People also search for: cat asthma treatment · feline allergic asthma immunotherapy · Bermuda grass allergy in cats
Abstract
Specific allergen immunotherapy represents the only curative treatment of allergy. No studies have evaluated its efficacy in feline allergic asthma. We hypothesized that an abbreviated course of immunotherapy (rush immunotherapy, RIT) would blunt eosinophilic airways inflammation in experimental feline asthma induced with Bermuda grass allergen (BGA). The 6-month study included asthmatic-RIT treated cats; asthmatic-no RIT treated cats; and non-asthmatic cats. RIT involved increasing parenteral doses (20-200 microg) of BGA over 2 days. Numbers of eosinophils in bronchoalveolar lavage fluid (BALF), serum and BALF immunoglobulins, lymphocyte blastogenesis assays, and cytokines in blood and BALF were evaluated. BALF eosinophils decreased (P=0.048) only in asthmatic-RIT treated cats (baseline 1.1 x 10(6); Month 6, 2.4 x 10(5)). Serum BGA-specific IgG was higher (P<0.001) at all time points after baseline within the asthmatic-RIT group, and was higher (P<0.001) than asthmatic-no RIT cats at Months 1 and 3. No differences (P=0.133) in BGA-specific IgE levels over time were noted among asthmatic-RIT cats, but this group had lower IgE levels (P<0.001) levels than asthmatic no-RIT cats at Months 3 and 6. Differences in BGA-specific IgA levels over time and between the two groups did not reach the traditional level of significance.
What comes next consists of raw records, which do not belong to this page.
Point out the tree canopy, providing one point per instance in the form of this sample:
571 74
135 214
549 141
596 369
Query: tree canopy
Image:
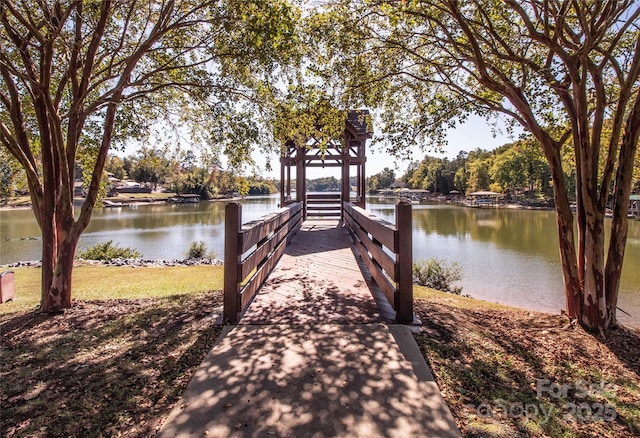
561 69
78 77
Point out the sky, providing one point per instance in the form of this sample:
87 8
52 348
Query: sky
475 133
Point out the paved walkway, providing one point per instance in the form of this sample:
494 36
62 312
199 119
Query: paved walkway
313 357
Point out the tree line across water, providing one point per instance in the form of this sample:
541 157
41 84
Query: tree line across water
517 170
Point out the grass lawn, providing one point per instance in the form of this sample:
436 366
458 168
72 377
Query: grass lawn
507 372
117 362
112 282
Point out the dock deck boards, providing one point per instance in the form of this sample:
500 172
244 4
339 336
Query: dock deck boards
320 279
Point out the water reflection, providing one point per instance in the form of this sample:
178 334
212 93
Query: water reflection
508 256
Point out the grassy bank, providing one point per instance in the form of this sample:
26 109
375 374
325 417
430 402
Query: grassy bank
507 372
111 282
118 361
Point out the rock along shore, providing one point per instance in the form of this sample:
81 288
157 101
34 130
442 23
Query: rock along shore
134 263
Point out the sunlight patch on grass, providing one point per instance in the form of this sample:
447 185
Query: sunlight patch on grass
457 301
115 282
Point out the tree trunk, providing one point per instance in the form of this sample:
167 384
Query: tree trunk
57 268
594 309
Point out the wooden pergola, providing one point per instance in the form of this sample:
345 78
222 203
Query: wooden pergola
347 153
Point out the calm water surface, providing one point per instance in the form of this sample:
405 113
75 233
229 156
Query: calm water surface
507 256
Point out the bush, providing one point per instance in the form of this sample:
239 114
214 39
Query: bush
198 250
109 251
437 274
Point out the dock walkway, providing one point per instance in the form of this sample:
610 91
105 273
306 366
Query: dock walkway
314 356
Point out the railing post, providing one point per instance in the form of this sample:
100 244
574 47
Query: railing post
404 304
232 226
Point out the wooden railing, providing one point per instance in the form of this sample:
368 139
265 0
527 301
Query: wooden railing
251 251
387 251
323 205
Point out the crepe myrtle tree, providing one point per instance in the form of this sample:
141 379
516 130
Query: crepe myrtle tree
564 70
80 76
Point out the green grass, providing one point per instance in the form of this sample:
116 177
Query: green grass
115 282
457 301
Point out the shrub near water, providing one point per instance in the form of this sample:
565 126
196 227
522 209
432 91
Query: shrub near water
108 251
437 274
198 250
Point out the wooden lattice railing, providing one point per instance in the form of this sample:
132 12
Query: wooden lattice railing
251 251
387 251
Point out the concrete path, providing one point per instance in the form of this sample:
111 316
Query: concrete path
332 368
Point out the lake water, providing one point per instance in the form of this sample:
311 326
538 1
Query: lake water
507 256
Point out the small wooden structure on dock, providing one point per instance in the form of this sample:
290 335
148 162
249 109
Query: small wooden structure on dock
347 153
315 268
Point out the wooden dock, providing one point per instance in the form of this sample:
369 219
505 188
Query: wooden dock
282 268
319 279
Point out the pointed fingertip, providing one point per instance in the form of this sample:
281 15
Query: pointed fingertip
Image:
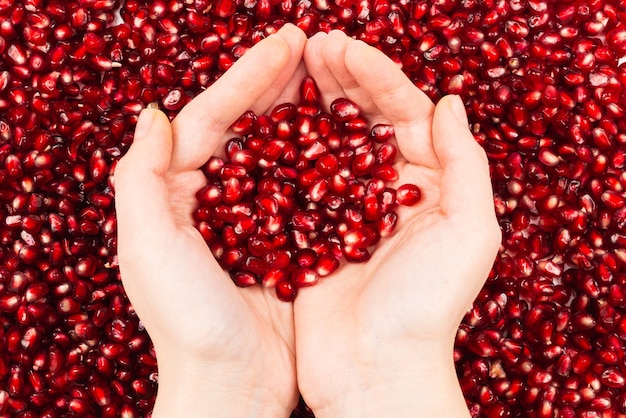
290 31
456 108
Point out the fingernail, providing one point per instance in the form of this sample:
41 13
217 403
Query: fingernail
458 109
144 122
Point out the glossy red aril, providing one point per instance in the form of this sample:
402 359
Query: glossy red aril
543 82
294 192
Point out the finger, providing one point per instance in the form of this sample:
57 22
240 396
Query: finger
334 54
406 107
316 67
200 126
466 193
291 92
142 203
283 87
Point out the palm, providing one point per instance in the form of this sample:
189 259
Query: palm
419 282
186 301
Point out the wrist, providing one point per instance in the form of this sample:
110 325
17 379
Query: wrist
423 384
201 389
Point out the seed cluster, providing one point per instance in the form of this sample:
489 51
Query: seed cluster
545 94
299 191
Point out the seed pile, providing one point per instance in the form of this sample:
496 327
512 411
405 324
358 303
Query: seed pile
545 94
299 191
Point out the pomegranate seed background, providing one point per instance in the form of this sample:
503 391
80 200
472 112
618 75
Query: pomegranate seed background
545 92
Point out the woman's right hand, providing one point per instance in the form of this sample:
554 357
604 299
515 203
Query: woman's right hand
376 339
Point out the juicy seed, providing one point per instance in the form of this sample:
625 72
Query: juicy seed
285 212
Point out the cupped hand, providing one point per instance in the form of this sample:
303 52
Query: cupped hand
376 339
229 349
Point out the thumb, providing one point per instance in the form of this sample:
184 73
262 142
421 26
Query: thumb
466 193
144 214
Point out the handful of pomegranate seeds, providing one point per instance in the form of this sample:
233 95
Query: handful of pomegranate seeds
299 191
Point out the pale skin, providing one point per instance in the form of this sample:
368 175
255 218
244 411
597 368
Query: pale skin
373 339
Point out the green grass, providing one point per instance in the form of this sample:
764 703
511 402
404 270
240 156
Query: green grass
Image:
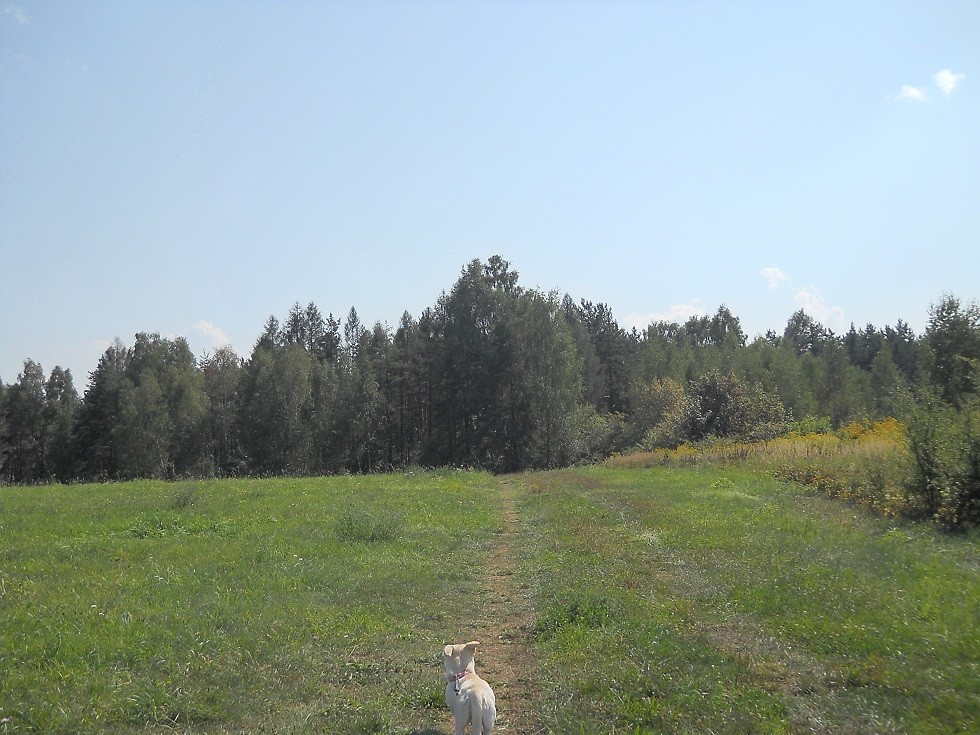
236 605
694 601
665 601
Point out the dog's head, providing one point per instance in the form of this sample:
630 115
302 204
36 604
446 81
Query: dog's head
459 658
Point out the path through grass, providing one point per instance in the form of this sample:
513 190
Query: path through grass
697 601
608 600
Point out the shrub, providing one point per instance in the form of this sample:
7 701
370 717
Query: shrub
944 442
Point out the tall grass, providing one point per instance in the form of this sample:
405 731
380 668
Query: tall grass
867 464
717 600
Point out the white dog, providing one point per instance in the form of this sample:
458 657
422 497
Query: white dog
469 697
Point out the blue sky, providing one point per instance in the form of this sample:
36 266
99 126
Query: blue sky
193 167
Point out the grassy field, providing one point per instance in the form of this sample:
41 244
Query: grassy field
662 601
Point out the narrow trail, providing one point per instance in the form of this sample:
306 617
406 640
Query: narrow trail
505 657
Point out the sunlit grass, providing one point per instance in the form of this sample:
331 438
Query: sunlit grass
665 600
234 605
691 601
867 464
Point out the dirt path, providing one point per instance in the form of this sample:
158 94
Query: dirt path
505 657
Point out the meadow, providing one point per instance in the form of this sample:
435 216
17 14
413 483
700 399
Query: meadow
650 600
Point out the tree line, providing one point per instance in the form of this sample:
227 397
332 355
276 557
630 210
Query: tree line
494 375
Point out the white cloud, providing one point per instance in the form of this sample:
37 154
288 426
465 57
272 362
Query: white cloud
911 94
774 276
17 13
217 337
813 303
678 313
947 81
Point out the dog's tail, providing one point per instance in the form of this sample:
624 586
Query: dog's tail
482 715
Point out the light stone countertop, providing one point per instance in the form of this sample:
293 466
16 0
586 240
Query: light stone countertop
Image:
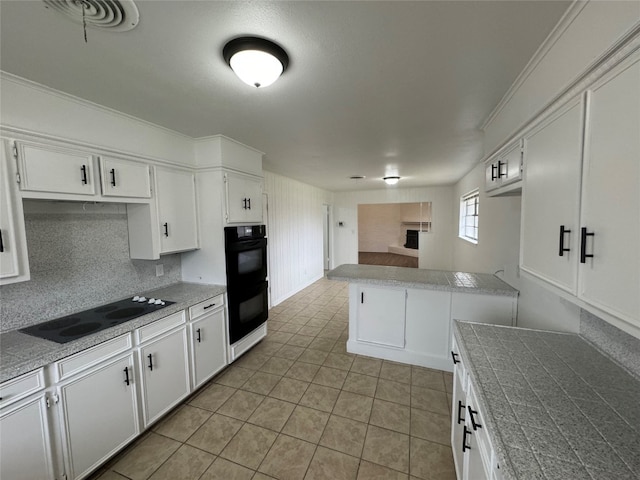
556 407
21 353
464 282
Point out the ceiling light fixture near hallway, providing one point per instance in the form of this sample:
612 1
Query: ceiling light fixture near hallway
391 180
114 15
256 61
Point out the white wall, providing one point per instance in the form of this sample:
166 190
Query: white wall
34 108
498 249
346 211
295 234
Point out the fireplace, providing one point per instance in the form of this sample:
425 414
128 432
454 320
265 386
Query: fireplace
412 239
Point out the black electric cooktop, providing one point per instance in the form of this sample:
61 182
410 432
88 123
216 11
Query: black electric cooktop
77 325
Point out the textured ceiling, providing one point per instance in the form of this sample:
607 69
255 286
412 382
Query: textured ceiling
373 88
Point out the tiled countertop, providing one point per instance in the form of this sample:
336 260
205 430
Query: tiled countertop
21 353
484 283
555 406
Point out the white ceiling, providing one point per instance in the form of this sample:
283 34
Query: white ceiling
373 88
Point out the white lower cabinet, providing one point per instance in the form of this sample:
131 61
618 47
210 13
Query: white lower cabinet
98 400
381 316
208 340
428 329
25 446
164 369
473 455
414 325
99 413
458 412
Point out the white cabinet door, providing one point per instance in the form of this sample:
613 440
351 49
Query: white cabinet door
428 323
381 316
510 165
100 414
164 372
610 280
551 199
14 261
504 168
25 448
244 198
491 176
124 178
208 346
55 170
176 197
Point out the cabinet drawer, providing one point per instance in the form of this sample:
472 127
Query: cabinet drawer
21 387
480 434
91 356
207 306
146 333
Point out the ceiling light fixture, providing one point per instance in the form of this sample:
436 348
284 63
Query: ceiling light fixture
256 61
391 180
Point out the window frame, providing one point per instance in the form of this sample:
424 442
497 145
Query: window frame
464 224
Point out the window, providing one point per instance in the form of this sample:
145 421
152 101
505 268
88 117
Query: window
469 216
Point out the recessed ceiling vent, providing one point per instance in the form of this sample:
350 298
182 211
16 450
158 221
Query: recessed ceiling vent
113 15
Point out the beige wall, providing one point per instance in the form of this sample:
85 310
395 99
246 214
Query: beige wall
345 210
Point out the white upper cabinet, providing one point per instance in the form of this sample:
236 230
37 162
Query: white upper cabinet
177 217
610 257
14 261
581 198
124 178
167 224
551 198
505 169
243 198
56 170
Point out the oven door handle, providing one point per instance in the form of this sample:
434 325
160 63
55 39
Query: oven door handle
249 245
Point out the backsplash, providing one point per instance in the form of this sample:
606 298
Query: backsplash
619 345
79 258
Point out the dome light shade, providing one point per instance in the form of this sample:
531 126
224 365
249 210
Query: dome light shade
391 180
256 61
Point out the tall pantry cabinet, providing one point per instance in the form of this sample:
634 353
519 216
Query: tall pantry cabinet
581 196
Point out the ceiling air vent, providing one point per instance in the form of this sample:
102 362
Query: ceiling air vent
114 15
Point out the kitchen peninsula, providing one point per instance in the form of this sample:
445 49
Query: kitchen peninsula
405 314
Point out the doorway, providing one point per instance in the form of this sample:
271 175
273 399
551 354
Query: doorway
388 233
326 235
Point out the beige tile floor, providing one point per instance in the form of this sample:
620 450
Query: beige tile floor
298 406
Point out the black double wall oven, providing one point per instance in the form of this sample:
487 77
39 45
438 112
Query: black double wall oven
246 259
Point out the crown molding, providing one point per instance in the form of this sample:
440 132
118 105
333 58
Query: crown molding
9 77
213 137
623 50
10 132
558 31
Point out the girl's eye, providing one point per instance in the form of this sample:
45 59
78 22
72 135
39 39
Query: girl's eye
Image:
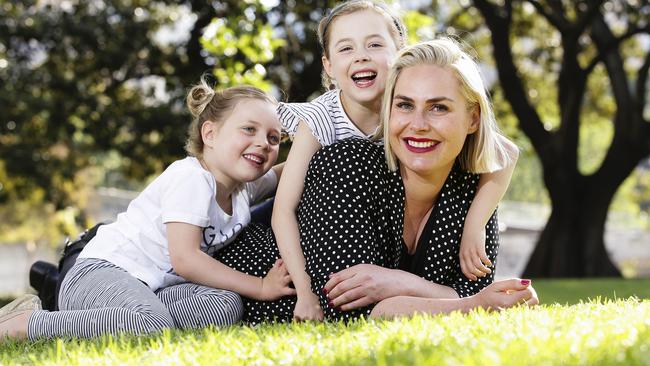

The mean BGA stimulation index in the asthmatic-RIT cats was biologically insignificant at 6 months, reflecting BGA-specific lymphocyte hypoproliferation. Preliminary results of cytokine profiles were not significantly different; however, BAL cytokine profiles favoring a Th2 response prior to RIT shifted to increased IFN-g and IL-10 thereafter. RIT dampens eosinophilic airways inflammation in cats with experimental asthma. The mechanism of RIT may involve changes in allergen-specific immunoglobulins, induction of hyporesponsive lymphocytes, or alteration of cytokine profiles.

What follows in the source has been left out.